LifeKeeper is able to monitor all resources used by PostgreSQL
(IP, Disk, File System) as well as checking that PostgreSQL itself
is running (for example it could execute a known SQL query). This
proactive approach allows LifeKeeper to initiate a failover to a different
node in the cluster regardless of whether the fault was software related
(O/S, Application etc) or hardware related (disk, network etc).
Server Organisation
LifeKeeper works through the server virtualisation concept, where all
resources required for a particular application are available on all servers. This
requires that there all nodes have access to binary files and application data.
Generally binary files will be installed separately on each server, while application data
will be shared or replicated between servers. The LifeKeeper PostgreSQL
recovery kit allows the administrator to share or replicate the binary files between servers.Because the same resources are available to all nodes, it is necessary to
be able to ensure data integrity across nodes, by only allowing one machine access to the
data at any one time.
PostgreSQL with Data Replication - eliminating the need for shared
storageShared storage is often expensive, and does not allow for a cluster to span
a LAN or WAN, so it can not provide a true disaster recovery solution. In addition, the shared storage itself is the single point of failure.
LifeKeepers data replication software
can be used to mirror data to a remote
server, and seamlessly handle the switchover in the event of a failure.
When data is written to disk, LifeKeeper data replication will
mirror the data to a remote server. This ensures that the data
is up to date in the event of a failover occurring.
In the event of a failover, LifeKeeper will bring the target of the mirror
into service, and reverse the direction of replication (if possible).
After this, the PostgreSQL server is started.
The data replication can occur on either a LAN or a WAN, and either
synchronous or asynchronous approaches are available.
Because the data replication software only transmits changes in
data, and reads at the raw block level, it is efficient, versatile,
relatively fast and independent of the file system used by the operating system.
The image below illustrates the replication of data from one active
node, to another backup node using the replication software.
Because the backup server will have an up to date copy of
the data held on the active server, failover can occur at any time.
PostgreSQL recovery over a Wide Area Network
The below image illustrates the data replication taking place over
a Wide Area Network. As mentioned above, due to the efficiency of
the data replication software, it is feasible for replication to
take place to a remote site, allowing for optimal disaster recovery
and data protection.
Active/Active
The diagrams so far have all shown PostgreSQL running with LifeKeeper
protection, in an Active/Backup configuration - i.e. one machine
is always idle in case of emergency.

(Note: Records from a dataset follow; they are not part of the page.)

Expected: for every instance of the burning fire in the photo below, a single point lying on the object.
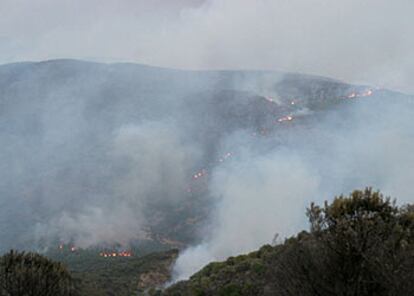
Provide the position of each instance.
(366, 93)
(115, 254)
(285, 118)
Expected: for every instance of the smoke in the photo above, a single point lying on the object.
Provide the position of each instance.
(266, 190)
(356, 41)
(152, 166)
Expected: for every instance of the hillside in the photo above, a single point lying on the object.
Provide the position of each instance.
(69, 132)
(360, 244)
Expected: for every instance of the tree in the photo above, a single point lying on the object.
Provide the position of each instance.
(30, 274)
(365, 245)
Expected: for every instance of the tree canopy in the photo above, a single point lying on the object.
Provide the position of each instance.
(30, 274)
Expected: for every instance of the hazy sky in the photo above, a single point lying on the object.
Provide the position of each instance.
(355, 40)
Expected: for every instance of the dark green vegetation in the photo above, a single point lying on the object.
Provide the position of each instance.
(357, 245)
(98, 276)
(30, 274)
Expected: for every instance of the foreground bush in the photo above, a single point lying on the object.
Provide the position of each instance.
(30, 274)
(359, 245)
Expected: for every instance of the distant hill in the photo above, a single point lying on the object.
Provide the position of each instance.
(66, 144)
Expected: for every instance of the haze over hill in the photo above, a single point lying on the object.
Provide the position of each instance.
(122, 153)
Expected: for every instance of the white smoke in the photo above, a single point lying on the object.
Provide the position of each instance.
(259, 195)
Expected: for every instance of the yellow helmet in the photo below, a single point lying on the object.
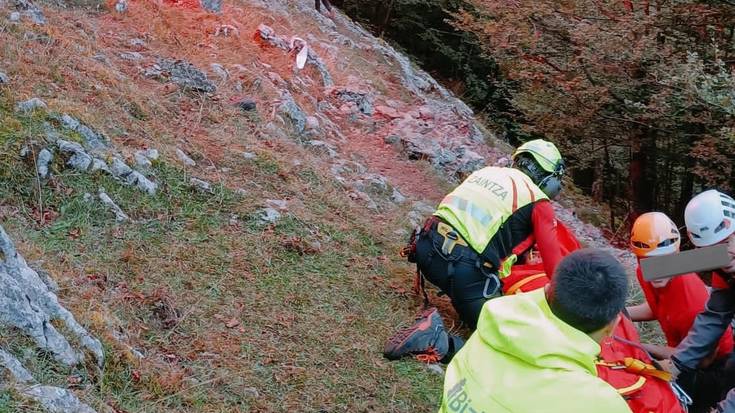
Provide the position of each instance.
(545, 153)
(546, 169)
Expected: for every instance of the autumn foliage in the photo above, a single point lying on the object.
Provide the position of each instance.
(640, 95)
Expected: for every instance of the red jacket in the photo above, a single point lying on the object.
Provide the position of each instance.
(544, 232)
(677, 304)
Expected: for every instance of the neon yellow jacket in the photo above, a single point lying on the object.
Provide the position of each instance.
(523, 359)
(481, 204)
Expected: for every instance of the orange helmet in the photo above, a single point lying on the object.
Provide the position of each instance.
(654, 234)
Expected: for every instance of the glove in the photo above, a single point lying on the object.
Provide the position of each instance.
(670, 366)
(731, 252)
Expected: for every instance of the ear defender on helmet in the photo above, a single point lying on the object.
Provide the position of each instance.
(548, 166)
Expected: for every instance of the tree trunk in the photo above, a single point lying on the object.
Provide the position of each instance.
(641, 176)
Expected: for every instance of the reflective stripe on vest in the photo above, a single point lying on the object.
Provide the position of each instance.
(479, 206)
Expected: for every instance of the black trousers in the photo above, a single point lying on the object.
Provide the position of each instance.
(459, 274)
(317, 4)
(708, 386)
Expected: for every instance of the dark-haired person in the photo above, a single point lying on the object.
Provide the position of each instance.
(476, 234)
(536, 351)
(710, 220)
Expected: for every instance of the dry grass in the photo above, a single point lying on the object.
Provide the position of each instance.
(230, 315)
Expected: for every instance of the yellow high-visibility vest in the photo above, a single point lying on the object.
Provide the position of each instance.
(479, 206)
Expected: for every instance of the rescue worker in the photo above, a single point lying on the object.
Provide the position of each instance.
(536, 351)
(477, 233)
(710, 220)
(674, 303)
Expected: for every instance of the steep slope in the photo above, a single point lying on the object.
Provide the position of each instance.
(249, 261)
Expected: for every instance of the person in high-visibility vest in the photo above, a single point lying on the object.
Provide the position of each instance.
(537, 351)
(675, 303)
(477, 233)
(710, 220)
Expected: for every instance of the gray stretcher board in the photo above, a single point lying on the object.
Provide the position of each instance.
(696, 260)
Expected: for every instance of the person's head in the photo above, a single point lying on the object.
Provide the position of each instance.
(654, 234)
(710, 218)
(588, 292)
(542, 162)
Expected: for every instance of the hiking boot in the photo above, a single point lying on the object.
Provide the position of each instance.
(426, 338)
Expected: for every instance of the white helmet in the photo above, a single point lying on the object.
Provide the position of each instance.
(710, 218)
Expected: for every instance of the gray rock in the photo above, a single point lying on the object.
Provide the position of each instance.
(42, 162)
(362, 99)
(120, 169)
(99, 165)
(184, 158)
(220, 71)
(392, 139)
(151, 154)
(142, 161)
(201, 185)
(120, 215)
(56, 400)
(12, 364)
(397, 197)
(79, 159)
(27, 8)
(247, 105)
(140, 43)
(53, 399)
(183, 74)
(69, 122)
(134, 56)
(312, 123)
(503, 162)
(27, 304)
(214, 6)
(143, 183)
(93, 140)
(293, 112)
(30, 105)
(269, 36)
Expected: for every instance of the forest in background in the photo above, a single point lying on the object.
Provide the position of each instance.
(639, 95)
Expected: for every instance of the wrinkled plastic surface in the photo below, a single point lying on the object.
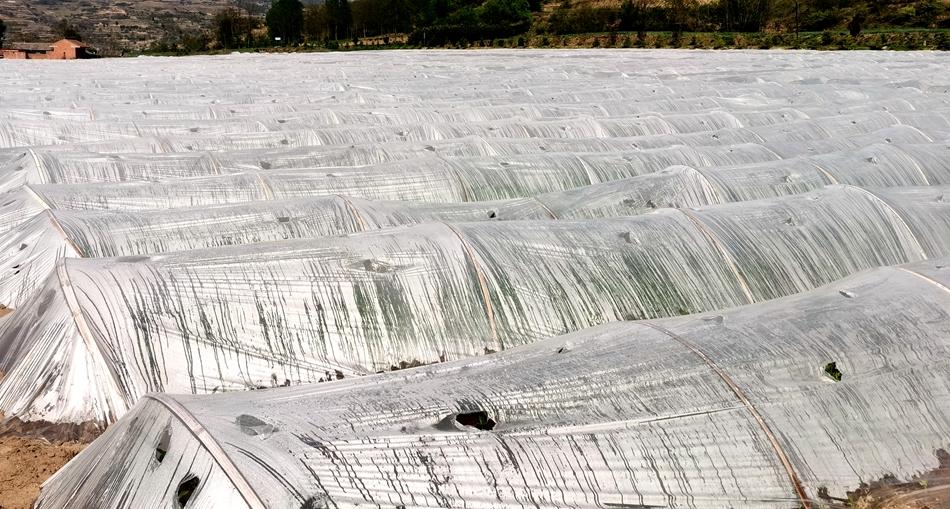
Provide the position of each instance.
(698, 410)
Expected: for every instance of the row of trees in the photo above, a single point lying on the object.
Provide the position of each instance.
(440, 22)
(747, 15)
(428, 20)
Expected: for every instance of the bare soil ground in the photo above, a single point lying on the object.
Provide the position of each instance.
(26, 462)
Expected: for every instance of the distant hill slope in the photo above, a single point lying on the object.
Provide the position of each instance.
(112, 25)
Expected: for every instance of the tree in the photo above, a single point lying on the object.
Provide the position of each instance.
(856, 24)
(285, 20)
(229, 27)
(340, 17)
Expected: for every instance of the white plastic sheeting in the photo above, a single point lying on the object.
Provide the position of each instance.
(728, 409)
(221, 223)
(247, 316)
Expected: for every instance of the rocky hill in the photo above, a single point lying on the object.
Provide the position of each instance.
(109, 25)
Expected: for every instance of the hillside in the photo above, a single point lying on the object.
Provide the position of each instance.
(112, 26)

In some environments this redundancy
of hardware may not be desirable and LifeKeeper can run in an Active/Active
configuration.LifeKeeper can run in an Active/Active
configuration, where on failure on one node, the other node takes
over and runs both services locally. An Active/Active configuration
may use either shared storage, or the data replication discussed
above. The Active/Active configuration allows for optimal
resource usage combined with high availabilit.
LifeKeeper in an N+1 Configuration
Alternatively, if many servers are to be used, it is feasible to
have an N+1 configuration where one machine acts as a backup to
numerous active servers. In the event of more than one failover
occurring, the applications can fail over to any other active machines,
in an order determined by the administrator during installation
/ initial configuration.
PostgreSQL in a shared storage environment
LifeKeeper can manage shared storage, and determine when to failover
in the event of a failure on the active machine. The image
below illustrates LifeKeeper in a shared storage configuration.
LifeKeeper ensures data integrity by locking access to a SCSI resource at
the LUN level on shared storage. This eliminates any chance of data
corruption occurring in a split brain scenario, and removes the requirement
to purchase STONITH devices which add an extra layer of complexity to a
solution.
This requires some form of external SCSI / NAS /
RAID array, which is connected to all servers in the cluster. The
storage unit itself should be configured to provide redundancy -
providing fault tolerance at the data layer.